If you purchase and download music—whether it be from Amazon, iTunes, or a boutique outlet like 7Digital that sells high-resolution audio tracks, including MQA files—you’ll find that most distribute tagged files.

If you’re like most people, however, you probably own some obscure tracks that never quite made the music database services from which these apps pull their metadata. Maybe you have a collection of tracks you ripped many years ago, when these services weren’t available, or maybe they’re your own works. Either way, I’ll bet you have more than a few tracks that pop up in your music player as “Unknown Track” by “Unnamed Artist.”

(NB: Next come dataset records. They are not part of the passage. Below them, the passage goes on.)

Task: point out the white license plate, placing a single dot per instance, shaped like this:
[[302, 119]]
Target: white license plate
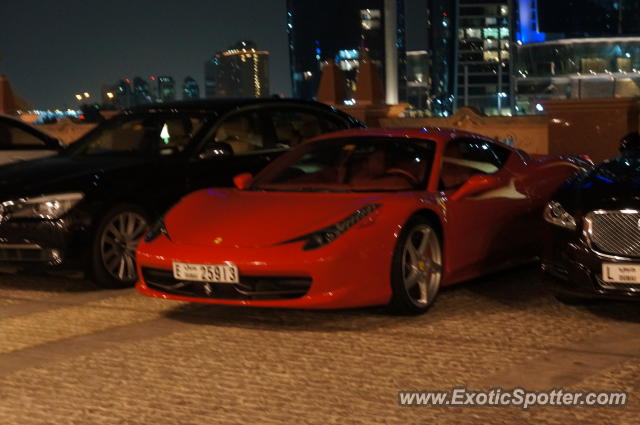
[[215, 273], [621, 273]]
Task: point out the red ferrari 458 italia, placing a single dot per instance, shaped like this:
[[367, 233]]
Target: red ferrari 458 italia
[[355, 218]]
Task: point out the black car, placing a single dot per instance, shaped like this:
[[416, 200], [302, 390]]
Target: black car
[[90, 205], [20, 141], [593, 245]]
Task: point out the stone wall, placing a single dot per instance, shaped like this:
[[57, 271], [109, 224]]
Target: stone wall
[[529, 133], [590, 126]]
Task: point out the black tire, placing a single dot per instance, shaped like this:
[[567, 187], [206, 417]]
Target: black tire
[[112, 240], [409, 297]]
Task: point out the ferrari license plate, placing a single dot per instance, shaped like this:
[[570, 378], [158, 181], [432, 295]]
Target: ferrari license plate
[[621, 273], [215, 273]]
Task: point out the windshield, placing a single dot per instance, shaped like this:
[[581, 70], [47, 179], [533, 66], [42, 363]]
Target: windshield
[[351, 165], [150, 135]]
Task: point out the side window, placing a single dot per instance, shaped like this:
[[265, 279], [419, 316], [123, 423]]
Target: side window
[[156, 135], [14, 137], [465, 157], [241, 132], [176, 134], [294, 126]]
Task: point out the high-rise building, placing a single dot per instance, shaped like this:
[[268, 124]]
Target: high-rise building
[[485, 43], [591, 18], [592, 51], [141, 91], [418, 79], [341, 31], [190, 89], [240, 71], [166, 88], [441, 51], [123, 95]]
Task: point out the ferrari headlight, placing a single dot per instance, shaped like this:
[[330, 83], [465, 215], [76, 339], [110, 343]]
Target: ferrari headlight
[[327, 235], [555, 213], [45, 207], [156, 230]]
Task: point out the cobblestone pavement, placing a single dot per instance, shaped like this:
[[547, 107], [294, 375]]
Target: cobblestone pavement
[[74, 354]]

MusicBrainz Picard_1 Terry Walsh/TechHive

Mislabeled tracks can be a pain to manage.

If you’re as geeky about music as I am, you’ll find unlabeled or mislabeled tracks really aggravating. The answer is metadata management—the ability to add, edit, change, and delete the metadata stored with audio files. You could try listening to every mislabeled track, figure out exactly what obscure remix it is, look up the official track listing, and then use a tag-editing app to update each file. But that’s going to take a lot of time. Allow me to show you a smarter approach.

What if there was an app that could “listen” to a selection tracks in your media library, compare the results to a worldwide music database, then automatically retrieve detailed track, album and artist information for you? What if it could also update tags and file names for you, and then relocate the files to an appropriate location in your music collection?

Introducing MusicBrainz Picard

Say hello to MusicBrainz Picard, my go-to app for music metadata management. It does everything I mentioned above and is completely free to download and use on Windows, MacOS, and Linux. Picard is a front-end to the MusicBrainz database (, a crowdsourced encyclopedia that collects music metadata and distributes it to the public under an open license.

MusicBrainz Picard_2 Terry Walsh/TechHive

MusicBrainz Picard is the answer to metadata misery.

Picard cleverly “listens” to your music courtesy of an associated service, AcoustID, which is used to analyze and identify tracks via a unique audio “fingerprint.” Right now, there are almost 34 million fingerprints in the AcoustID database, with between 15- to 20 thousand new entries generated each day. Again, the service is completely free to use, hosting around five million searches per day.